De novo transcriptome assembly with Trinity

This tutorial will use mRNAseq reads from a small subset of data from Nematostella vectensis (Tulin et al., 2013).

Original RNAseq workflow protocol here, more updated protocol here.

Installation

On a Jetstream instance, run the following commands to update the base software:

sudo apt-get update && \
sudo apt-get -y install screen git curl gcc make g++ python-dev unzip \
  default-jre pkg-config libncurses5-dev r-base-core r-cran-gplots \
  python-matplotlib python-pip python-virtualenv sysstat fastqc \
  trimmomatic bowtie samtools blast2 wget bowtie2 openjdk-8-jre \
  hmmer ruby

Install Trinity:

cd ${HOME}

wget https://github.com/trinityrnaseq/trinityrnaseq/archive/Trinity-v2.3.2.tar.gz \
    -O trinity.tar.gz
tar xzf trinity.tar.gz
cd trinityrnaseq*/
make |& tee trinity-build.log

Assuming it succeeds, modify the path appropriately:

echo export PATH=$PATH:$(pwd) >> ~/.bashrc
source ~/.bashrc
cd

You will also need to set the default Java version to 1.8

sudo update-alternatives --set java /usr/lib/jvm/java-8-openjdk-amd64/jre/bin/java

Then, let’s check we still have our reads from the QC lesson

set -u
printf "\nMy trimmed data is in $PROJECT/quality/, and consists of $(ls -1 ${PROJECT}/quality/*.qc.fq.gz | wc -l) files\n\n"
set +u

where set -u should let you know if you have any unset variables, i.e. if the $PROJECT variable is not defined.

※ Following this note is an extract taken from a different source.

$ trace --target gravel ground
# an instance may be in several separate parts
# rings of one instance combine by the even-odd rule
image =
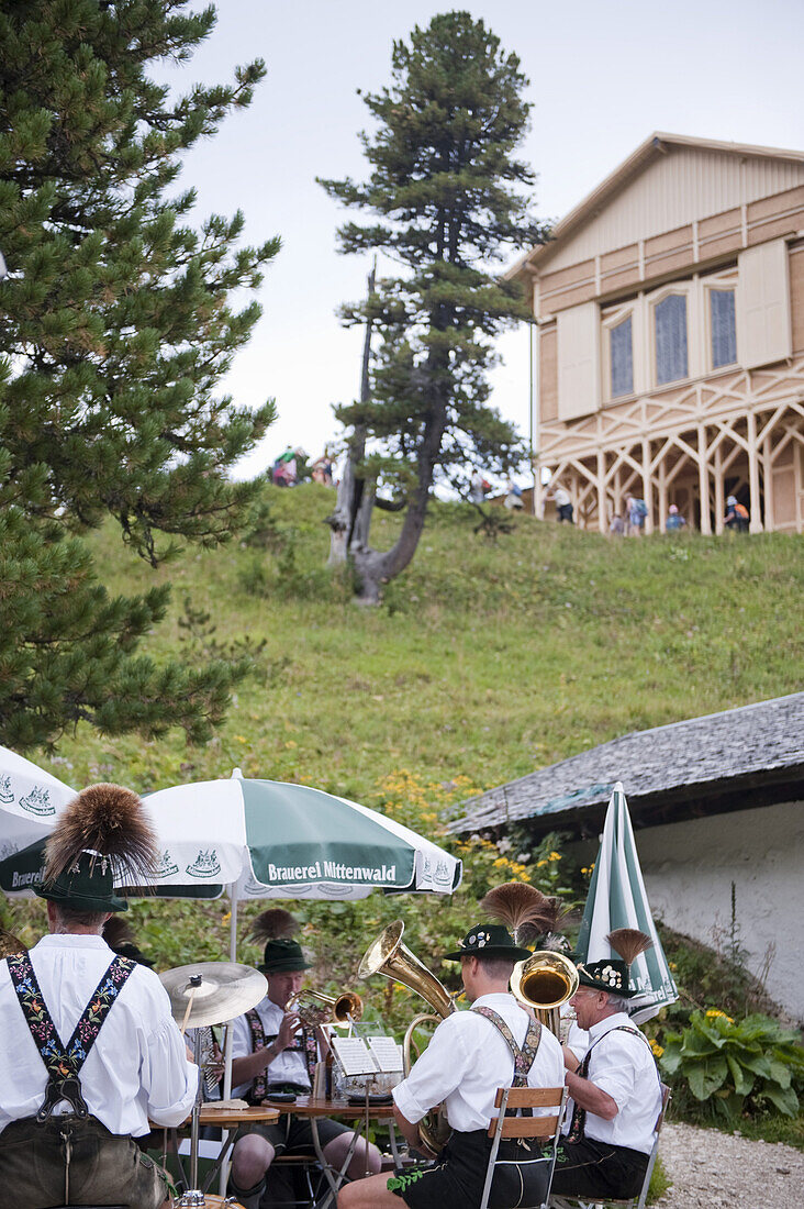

If you see -bash: PROJECT: unbound variable, then you need to set the $PROJECT variable.

export PROJECT=/mnt/work

and then re-run the printf code block.

NOTE: if you do not have files, please rerun quality trimming steps here

Running the Assembly!

Let’s make another working directory for the assembly

cd ${PROJECT}
mkdir -p assembly
cd assembly

For paired-end data, Trinity expects two files, ‘left’ and ‘right’:

zcat ${PROJECT}/quality/*R1*.qc.fq.gz > ${PROJECT}/assembly/left.fq
zcat ${PROJECT}/quality/*R2*.qc.fq.gz > ${PROJECT}/assembly/right.fq

Assembling with Trinity

Here is the assembly command!

cd ${PROJECT}/assembly
Trinity --left left.fq \
  --right right.fq --seqType fq --max_memory 14G \
  --CPU 2

Note that these last two parts (--max_memory 14G --CPU 2) configure the maximum amount of memory and CPUs to use. You can increase (or decrease) them based on what machines you are running on.

Once this completes, you’ll have an assembled transcriptome in ${PROJECT}/assembly/trinity_out_dir/Trinity.fasta.